Now tell me, after reading those words what was the first thing that came to your mind? Well, if you’ve been watching the news you probably thought of Facebook’s Mark Zuckerberg talking to the US Government House and Senate committees over allegations of misuse of user data. But once your mind travelled beyond that you probably reflected on Google’s playhouse/office space or Apple’s sleek cult of products. Generally, we have a vision of smart, innovative firms staffed by cool young people that are fantastically smart and build revolutionary products. They are generally ecologically conscious, treat people fairly, and give back to their communities.
When we ask Millennials to describe what an ethical company looked like, descriptions like the ones above were provided. So, it was no surprise that when we asked Millennials to rank a series of companies on how ethical they were that new economy tech firms held the top spots.

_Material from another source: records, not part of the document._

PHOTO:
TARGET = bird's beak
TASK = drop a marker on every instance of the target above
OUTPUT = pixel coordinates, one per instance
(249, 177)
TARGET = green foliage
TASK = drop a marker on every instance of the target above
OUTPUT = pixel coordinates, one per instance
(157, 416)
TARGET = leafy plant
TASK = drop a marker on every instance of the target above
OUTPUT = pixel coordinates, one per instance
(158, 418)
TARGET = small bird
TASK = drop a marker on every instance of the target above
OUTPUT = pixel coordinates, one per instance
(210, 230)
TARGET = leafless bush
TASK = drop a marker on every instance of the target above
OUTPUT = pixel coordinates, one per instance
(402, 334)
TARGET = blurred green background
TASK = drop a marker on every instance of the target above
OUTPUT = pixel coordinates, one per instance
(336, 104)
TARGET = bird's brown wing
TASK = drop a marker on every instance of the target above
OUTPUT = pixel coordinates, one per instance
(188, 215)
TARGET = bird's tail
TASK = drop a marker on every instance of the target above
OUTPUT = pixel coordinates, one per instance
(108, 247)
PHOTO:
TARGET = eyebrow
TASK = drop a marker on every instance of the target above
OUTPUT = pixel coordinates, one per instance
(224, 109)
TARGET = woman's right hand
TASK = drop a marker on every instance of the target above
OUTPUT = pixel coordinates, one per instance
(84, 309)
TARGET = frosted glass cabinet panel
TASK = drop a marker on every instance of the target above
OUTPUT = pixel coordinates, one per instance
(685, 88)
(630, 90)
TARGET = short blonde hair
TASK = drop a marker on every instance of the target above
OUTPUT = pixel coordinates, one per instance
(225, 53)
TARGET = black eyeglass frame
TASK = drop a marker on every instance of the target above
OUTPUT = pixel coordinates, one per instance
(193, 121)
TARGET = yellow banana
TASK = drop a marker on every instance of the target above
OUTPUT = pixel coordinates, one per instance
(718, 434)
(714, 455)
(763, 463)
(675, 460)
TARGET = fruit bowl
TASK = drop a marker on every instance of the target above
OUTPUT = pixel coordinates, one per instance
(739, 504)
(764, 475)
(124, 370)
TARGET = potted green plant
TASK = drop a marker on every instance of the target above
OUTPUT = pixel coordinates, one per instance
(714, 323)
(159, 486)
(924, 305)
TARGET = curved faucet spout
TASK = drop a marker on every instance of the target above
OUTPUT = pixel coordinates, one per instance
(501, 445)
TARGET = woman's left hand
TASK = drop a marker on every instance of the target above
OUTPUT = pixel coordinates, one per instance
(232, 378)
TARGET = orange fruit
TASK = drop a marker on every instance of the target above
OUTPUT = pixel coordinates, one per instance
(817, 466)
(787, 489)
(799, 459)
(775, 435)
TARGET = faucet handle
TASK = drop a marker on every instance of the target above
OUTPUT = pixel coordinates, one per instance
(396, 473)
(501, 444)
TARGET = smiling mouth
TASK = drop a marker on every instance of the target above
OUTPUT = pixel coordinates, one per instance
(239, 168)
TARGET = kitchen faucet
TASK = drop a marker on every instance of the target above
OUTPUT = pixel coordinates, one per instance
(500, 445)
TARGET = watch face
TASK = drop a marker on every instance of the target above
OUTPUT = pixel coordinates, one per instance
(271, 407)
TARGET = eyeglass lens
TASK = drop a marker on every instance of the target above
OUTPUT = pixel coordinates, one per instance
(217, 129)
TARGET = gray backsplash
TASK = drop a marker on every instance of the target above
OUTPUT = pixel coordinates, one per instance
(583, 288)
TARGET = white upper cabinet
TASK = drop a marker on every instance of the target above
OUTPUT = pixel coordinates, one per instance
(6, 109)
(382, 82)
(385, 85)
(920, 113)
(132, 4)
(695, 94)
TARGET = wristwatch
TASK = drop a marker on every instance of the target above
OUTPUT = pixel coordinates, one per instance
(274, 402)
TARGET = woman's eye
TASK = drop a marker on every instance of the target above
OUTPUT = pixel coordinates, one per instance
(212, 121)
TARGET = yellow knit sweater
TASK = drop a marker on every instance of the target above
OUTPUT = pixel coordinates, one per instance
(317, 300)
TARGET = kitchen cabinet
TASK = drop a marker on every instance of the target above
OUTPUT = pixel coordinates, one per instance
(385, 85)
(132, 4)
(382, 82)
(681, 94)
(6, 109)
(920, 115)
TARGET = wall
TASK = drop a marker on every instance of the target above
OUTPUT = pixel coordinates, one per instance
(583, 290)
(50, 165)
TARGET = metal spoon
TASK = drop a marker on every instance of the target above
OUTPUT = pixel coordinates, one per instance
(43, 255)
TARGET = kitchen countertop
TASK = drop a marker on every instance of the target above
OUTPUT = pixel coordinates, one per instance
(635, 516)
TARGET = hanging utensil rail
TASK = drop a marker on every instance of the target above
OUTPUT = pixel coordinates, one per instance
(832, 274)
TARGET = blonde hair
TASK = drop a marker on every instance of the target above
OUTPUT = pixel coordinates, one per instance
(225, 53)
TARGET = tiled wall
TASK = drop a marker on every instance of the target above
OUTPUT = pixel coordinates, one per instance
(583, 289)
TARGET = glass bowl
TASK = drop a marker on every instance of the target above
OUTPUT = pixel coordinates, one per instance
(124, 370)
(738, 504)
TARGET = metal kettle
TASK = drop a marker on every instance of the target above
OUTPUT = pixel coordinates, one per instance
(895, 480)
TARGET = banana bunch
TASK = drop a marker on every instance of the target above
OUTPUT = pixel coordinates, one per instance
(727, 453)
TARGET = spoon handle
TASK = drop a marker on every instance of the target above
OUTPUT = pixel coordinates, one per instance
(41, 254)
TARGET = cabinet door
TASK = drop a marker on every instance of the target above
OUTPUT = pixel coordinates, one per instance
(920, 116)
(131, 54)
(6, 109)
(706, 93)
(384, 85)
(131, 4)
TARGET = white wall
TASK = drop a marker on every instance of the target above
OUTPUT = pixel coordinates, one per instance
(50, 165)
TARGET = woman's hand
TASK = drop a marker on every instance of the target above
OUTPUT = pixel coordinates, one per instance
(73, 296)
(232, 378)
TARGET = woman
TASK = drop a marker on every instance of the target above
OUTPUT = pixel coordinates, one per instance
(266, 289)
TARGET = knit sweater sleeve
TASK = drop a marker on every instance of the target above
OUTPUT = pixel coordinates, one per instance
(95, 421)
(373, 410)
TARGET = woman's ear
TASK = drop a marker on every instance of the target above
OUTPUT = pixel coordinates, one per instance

“The Four,” Google, Amazon, Facebook, and Apple were all at the top of our list. And despite the negative headlines some of them get, Millennials are simply enamored with these companies and their technological marvels. Covered by slogans like, “don’t be evil” –Google, “the everything store” –Amazon, “move fast, break things” –Facebook, or “think differently” –Apple; people, especially Millennials, are willing to forgive slip-ups and mis-steps and perceive these companies as sterling ethical actors. However, if we were to quantify ethicality, say by how much each company spends on their corporate social responsibility initiatives, we find that perception isn’t necessarily correlated with money spent. Looking at education initiatives for instance, the area that we have the best data for and an area that is prioritized by all of “The Four”, we find that none of them are in the top ten education spenders. Those positions are held by: Banco Santander ($197m), IBM ($144m), Telefonica ($130m), Exxon Mobil ($116), Target ($95m), GlaxoSmithKline ($87m), Microsoft ($87m), Toyota Motor ($84m), Rio Tinto Group ($82m), Wells Fargo ($82m), as calculated by UNESCO and the Varkey Foundation.
This halo effect isn’t new nor is it a simply Millennial trait. Looking back a little over a century ago, we can find the same halos surrounding the early American industrialists like the steel enterprises of Carnegie and the assembly lines of Ford, and textile mills of east coast. These now “old economy” firms were once new, and generated similar excitement to our present-day technological titans. Carnegie’s steel mills were known for their hellish working conditions, Ford was known for his skimpy wages, and the mills were a congress of child labour. Yet, they were shiny, new, and an ocean removed from most critical Europe (not that conditions were any better there).
There is a quote from Douglas Adams, author of The Hitchhiker’s Guide to the Galaxy, in which he describes the 3 rules of human reaction to technology.
“Rule 1: Anything that is in the world when you’re born is normal and ordinary and is just a natural
part of the way the world works.
Rule 2: Anything that’s invented between when you’re fifteen and thirty-five is new and exciting and
revolutionary and you can probably get a career in it.
Rule 3: Anything invented after you’re thirty-five is against the natural order of things.”
This colloquialism, pretty well describes the generational difference in company perception. Even within the Millennial cohort we see that those born before 1990 have a slightly less paradisiacal view of these companies, scoring them on average 3 points less ethical than those born after 1990. And this inflection point coincides with those who can remember a life before the internet and those that can’t. To the younger half of Millennials, Facebook is all they have known, its actions that Boomers take so much offense to barely registers on the Millennials’ radar. To them, Facebook, Amazon, Apple, and Google are operating how they’ve always done. They are part of the natural order of things and their rhetoric and organizational culture acts as the baseline for how Millennials expect companies to act. These halos, fade with time but generally seem to follow generations as they get older. So will these silicon angels fall from grace? Save a major scandal, probably not. But will these halos fade? Most definitely. New becomes old and innovative becomes archaic these tech start-ups are enjoying the usual favour of all new companies without a history. Millennials who have grown up with them enjoy them because the make modern life possible, just as the steel mills and textile factors of the last century made modern life useful. The next generation will have its darlings, and well see how these Millennial companies fair in the eyes of the next generation.
The majority of this data came from the Canadian Millennials Report which is Canada’s largest reoccurring syndicated publication dedicated to understanding the views of Canadian Millennials. We survey 2,000 Millennials twice a year tracking their attitudes over time and their perceptions of current issues.